Since the late 1950s, prices for medicines in the UK have been guided by a voluntary agreement known as the Pharmaceutical Price Regulation Scheme (PPRS). Concluded between the government and the pharmaceutical industry, the PPRS has been renewed and revised every five or six years since. The current agreement expires in December 2013. Debates about replacing the PPRS with some other approach have a lengthy history. In 2007, the Office of Fair Trading (OFT) published a report proposing that the PPRS profit-control approach be replaced by a ‘value-based pricing’ (VBP) approach. The UK Government’s recent consultation document builds on this theme. OHE’s Prof Adrian Towse shares his thoughts about the initiative in this post.
Introducing VBP, a commitment of the UK Coalition Government, was included in the recent White Paper on health reform, ‘Equity and excellence: Liberating the NHS’. In December, 2010 the Department of Health (DH) published a consultation document on VBP -- ‘A new value-based approach to the pricing of branded medicines’ -- that provides a first indication of how VBP may replace the PPRS. The DH consultation sets out a ‘QALY-plus’ approach for drug pricing for branded drugs that reach the market from 1 January 2014. The starting point for price evaluation would be calculation of cost per Quality Adjusted Life Year (QALY). This would assume a ‘basic threshold’ based on the opportunity cost of alternative uses of money within the NHS, currently estimated to be £20,000 - £30,000 per annum.
The ‘plus’ aspect of the pricing calculation would take into account the drug's ability to achieve one or more of the following: tackle a disease that entails a substantial ‘burden of illness’; constitute ‘greater therapeutic innovation’; and demonstrate ‘wider societal benefits’. NICE will do the basic cost-per-QALY determination; ‘expert groups’ will calculate the ‘plus’ element of the pricing. The consultation document does not specify who might bring this all together or how that might happen.
Price flexibility and handling uncertainty
The 2009 PPRS introduced Patient Access Schemes (PAS) and Flexible Pricing to enable drug prices to reflect value better, a response to the OFT 2007 Report. The 2010 DH consultation, however, foresees an end to PAS under the new VBP system. As reported in an earlier post, a review by Towse indicated that most PAS have been financial – lowering effective NHS transaction prices below list prices. Ending PAS could create problems: companies usually are not prepared to compromise on the NHS list price because that may affect prices in other countries, via international reference pricing. The consultation is silent on what would replace this important role of PAS.
PAS also address the inevitable uncertainty about the value of a drug at launch. Outcome-based schemes, including risk-sharing, can be applied in principle. In December 2010, NICE issued the first outcomes-based PAS approval, for GSK’s pazopanib (Votrient®). The price includes ‘a possible future rebate linked to the outcome of the head to head COMPARZ trial’. The consultation document (clause 5.8) states that ‘one approach might be to set a price that is supported by the evidence available at launch, but to allow prices to be adjusted as better evidence becomes available’. This implies that the flexibility allowed under the current PPRS will continue.

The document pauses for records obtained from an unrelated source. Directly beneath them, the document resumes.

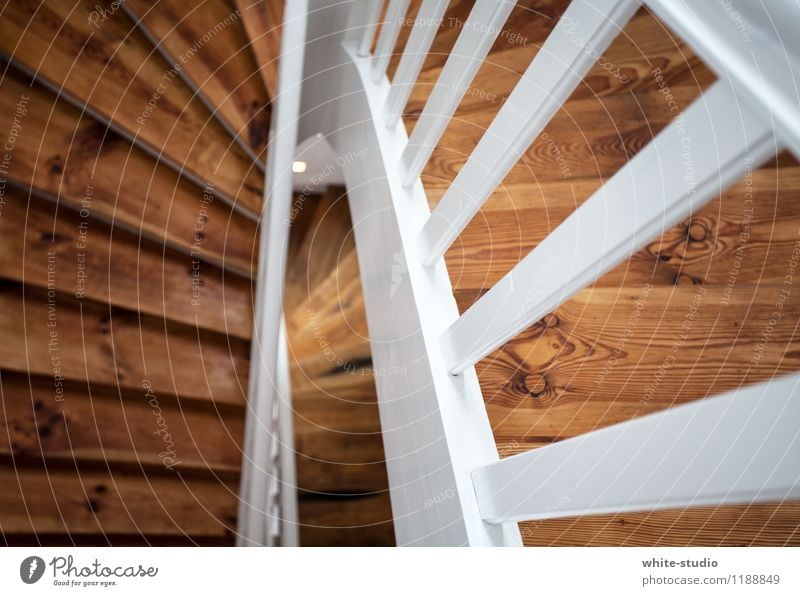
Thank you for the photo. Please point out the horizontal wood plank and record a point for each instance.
(102, 424)
(346, 521)
(209, 40)
(62, 502)
(55, 335)
(118, 268)
(91, 169)
(262, 21)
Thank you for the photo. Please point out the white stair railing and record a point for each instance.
(448, 485)
(268, 494)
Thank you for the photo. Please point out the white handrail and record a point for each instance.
(558, 67)
(258, 469)
(739, 448)
(483, 25)
(419, 43)
(690, 162)
(388, 37)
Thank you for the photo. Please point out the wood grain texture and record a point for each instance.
(262, 21)
(66, 154)
(346, 521)
(117, 268)
(209, 40)
(98, 424)
(749, 231)
(101, 503)
(686, 317)
(341, 467)
(100, 60)
(102, 344)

Flexible Pricing also was introduced in the 2009 PPRS in recognition that different indications have different value – again a principle set out in the OFT Report.
Clause 4.19 of the consultation retains this, but implementation may be challenging. In clause (5.9), on price assessment timeliness, the consultation document states that ‘companies could make drugs available at a contingent price, which will subsequently be adjusted to reflect evidence of effectiveness’. This means that a company can set a price effective until the VBP review takes place. The paper does not set any timelines on how long price assessments will take, but the NICE process could act as a precedent.

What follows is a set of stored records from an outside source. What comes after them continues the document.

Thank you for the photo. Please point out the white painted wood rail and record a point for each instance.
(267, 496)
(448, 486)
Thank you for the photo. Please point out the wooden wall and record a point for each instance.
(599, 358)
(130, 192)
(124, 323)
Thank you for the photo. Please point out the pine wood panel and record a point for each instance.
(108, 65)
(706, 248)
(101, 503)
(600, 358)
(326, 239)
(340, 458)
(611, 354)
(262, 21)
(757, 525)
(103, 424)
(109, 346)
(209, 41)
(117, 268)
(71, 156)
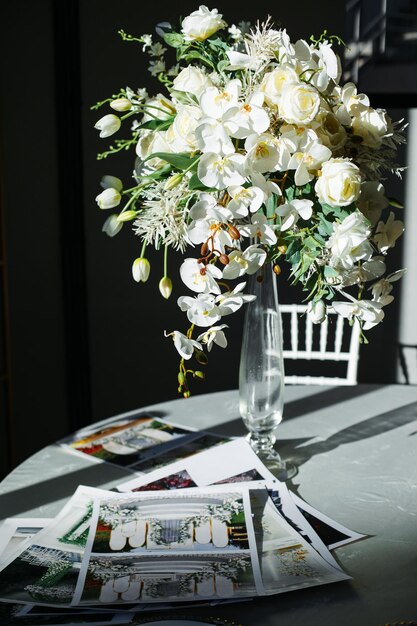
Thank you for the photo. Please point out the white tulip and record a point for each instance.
(291, 212)
(141, 269)
(213, 335)
(299, 103)
(199, 277)
(387, 234)
(221, 172)
(201, 24)
(108, 125)
(317, 311)
(192, 80)
(185, 346)
(339, 183)
(112, 226)
(201, 310)
(246, 262)
(109, 198)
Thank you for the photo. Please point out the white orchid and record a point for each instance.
(253, 151)
(290, 212)
(387, 233)
(231, 301)
(308, 162)
(247, 118)
(260, 229)
(215, 103)
(244, 200)
(367, 311)
(220, 172)
(246, 262)
(267, 153)
(214, 335)
(201, 310)
(185, 346)
(211, 136)
(381, 290)
(199, 277)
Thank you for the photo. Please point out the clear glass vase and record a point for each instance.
(261, 374)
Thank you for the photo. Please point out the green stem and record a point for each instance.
(166, 261)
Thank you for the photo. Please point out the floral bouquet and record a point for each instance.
(254, 154)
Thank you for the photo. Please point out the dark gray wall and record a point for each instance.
(87, 342)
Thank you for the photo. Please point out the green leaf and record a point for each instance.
(175, 40)
(195, 184)
(221, 65)
(158, 124)
(395, 203)
(180, 161)
(330, 272)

Drugs recommended in NICE Technology Appraisals currently must be funded by the local NHS. This ‘NICE mandate’ will remain in place during a ‘short term’ interim period until the long term outcomes framework that will drive good practice in the NHS is in place. Clause 5.12 states that the government ‘will continue to ensure that the NHS in England funds drugs that have been positively appraised by NICE’.
The NICE mandate is very important. The big danger of VBP is that all the effort goes into determining price and no effort goes into achieving the efficient volume corresponding to the price. Without the mandate, patients may lack access and companies get no return on innovation.
Replacing the PPRS?
The DH consultation proposes using VBP for new drugs (although questioning whether to exclude orphan drugs) marketed after the current PPRS expires in December 2013. Drugs launched before that time therefore will be covered by arrangements in addition to VBP that are ‘a successor scheme to the PPRS.’ The OFT 2007 Report proposed introducing VBP within a PPRS, recognising the importance of a stable national agreement between government and industry. The DH consultation talks of moving away from the five-year PPRS renegotiation system to ‘a more stable framework’ offering ‘companies greater certainty for making long term investment decisions.’ The implication is that future change will occur with less frequency than every five years. This seems rather optimistic.
 A. Towse (2010) Value based pricing, research and development, and patient access schemes. Will the United Kingdom get it right wrong? British Journal of Clinical Pharmacology. 70(3), 360-366.